I found more useful material in the book than I had anticipated. Everyone knows that the older sister is bossy (at least, anyone who's ever had one) and that an only child may grow up without good peer skills (Frank Sinatra was one - he pursued his career with exacting perfectionism and never found a soulmate). But there's more to it than these superficial observations. For one thing, there is "rank conflict." If a woman is the older sister of sisters, she may be able to bond deeply with women but how will she do with the men in her life? Will she neurotically tend to dominate, not able to identify with masculine needs? How can an only male child find a comfort zone with a female who was always in the middle, used to the give and take of straightforward boy-girl relationships, not wanting to treat a man like a king, as the only child is used to?

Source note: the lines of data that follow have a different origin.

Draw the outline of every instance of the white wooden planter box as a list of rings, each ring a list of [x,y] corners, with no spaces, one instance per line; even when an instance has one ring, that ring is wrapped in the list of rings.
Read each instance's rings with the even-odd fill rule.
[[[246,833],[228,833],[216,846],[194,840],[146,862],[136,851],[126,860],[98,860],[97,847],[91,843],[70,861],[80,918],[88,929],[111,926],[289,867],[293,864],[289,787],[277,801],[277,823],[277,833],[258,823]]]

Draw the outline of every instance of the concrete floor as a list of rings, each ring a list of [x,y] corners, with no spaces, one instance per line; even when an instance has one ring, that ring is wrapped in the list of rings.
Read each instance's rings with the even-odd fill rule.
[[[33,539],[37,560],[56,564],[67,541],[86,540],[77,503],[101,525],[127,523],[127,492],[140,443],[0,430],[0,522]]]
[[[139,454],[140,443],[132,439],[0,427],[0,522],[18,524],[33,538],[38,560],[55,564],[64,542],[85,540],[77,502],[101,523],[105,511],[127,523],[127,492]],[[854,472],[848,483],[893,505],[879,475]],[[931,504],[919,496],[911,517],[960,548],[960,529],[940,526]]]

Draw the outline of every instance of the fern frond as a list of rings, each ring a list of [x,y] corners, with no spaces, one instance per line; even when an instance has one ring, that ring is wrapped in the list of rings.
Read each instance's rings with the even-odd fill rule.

Each chapter examines a particular birth order personality, from "older brother of brothers" to "female only child" to twins and middle children. It's impossible to pick up a book like this one without looking for oneself in the headings. Being the third child with an older sister and brother, and having enjoyed lastborn status until a surprise younger brother came along when I was nine, I got to choose among several scanarios. I suspect this would be true of lots of people, making Cane's categories less than absolute. I settled on the chapter dealing with "younger sister of brothers." Not only did I see how my life had followed patterns suggested by that category, but I noted that my relationships with men had stood or fallen by most of Cane's predictions about younger sisters of brothers, from the "rank and sex conflicts" I had with a "younger brother of brothers" to my success with my current husband, an older brother of sisters and a middle child. Hmm. A famous example of the "younger sister of brothers" - who is not like me in some important ways, it should be said - is Marilyn Monroe. According to Cane, Monroe enjoyed the romantic flattery of men and was able to handle male attention with grace, stemming from her experience dealing with several foster older brothers.

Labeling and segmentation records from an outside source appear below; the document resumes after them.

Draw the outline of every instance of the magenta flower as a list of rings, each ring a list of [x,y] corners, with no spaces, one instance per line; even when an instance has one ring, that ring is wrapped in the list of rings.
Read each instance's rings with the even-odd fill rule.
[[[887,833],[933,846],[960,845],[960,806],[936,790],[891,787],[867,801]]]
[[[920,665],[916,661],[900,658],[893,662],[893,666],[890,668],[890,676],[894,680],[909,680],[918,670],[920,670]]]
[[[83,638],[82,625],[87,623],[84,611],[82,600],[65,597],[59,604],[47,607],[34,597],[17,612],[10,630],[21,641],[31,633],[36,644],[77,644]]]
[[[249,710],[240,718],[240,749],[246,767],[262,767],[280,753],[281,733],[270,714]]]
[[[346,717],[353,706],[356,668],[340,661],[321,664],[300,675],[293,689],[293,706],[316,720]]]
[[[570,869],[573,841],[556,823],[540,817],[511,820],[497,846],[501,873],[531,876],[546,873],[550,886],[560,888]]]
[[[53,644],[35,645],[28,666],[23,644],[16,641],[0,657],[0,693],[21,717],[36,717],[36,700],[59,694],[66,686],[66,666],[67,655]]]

If you are a firstborn, male or female, chances are you are used to wearing the mantle of responsibility and organization. By Cane's reckoning, you will experience "rank conflict" with other firstborns but may be frustrated over the long term with the laid-back style of lastborns, though their charms will also attract you initially. If your college roommate is an older sister of same-sex siblings, and you are a middle or lastborn female, expect friction. If you marry a twin, forget about establishing total intimacy - he or she will always reserve that for the twin. In fact, by Cane's reckoning, twins mate best with other twins, who are willing to put up with having a constant rival for communication because they have their own.

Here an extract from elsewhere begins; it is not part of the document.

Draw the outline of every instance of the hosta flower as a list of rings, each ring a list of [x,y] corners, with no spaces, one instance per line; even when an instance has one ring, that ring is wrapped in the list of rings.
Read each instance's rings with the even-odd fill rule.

Birth order is not something we can control. But in Cane's universe, it is something that can control us if we're not careful. As with astrology, it's a system that can help us find a soulmate or hinder us by making us feel like rejecting potential mates because they're the wrong sign or the wrong birth order. I would guess that his system can be revelatory after you've made a decision about your chosen partner, but that it could keep you from choosing someone whose challenges are growth-producing and therefore both necessary and exciting. Still, Cane's system could help in warding off some pitfalls for people within a relationship. If you're a firstborn and you realize that you'll always be fatally attracted to lastborns, you can avoid temptations to get involved.

So now instead of asking, "What's your sign?" you'll need to ask "What's your birth order?" - and consult this book - before entering into a new relationship. Should liven up the party!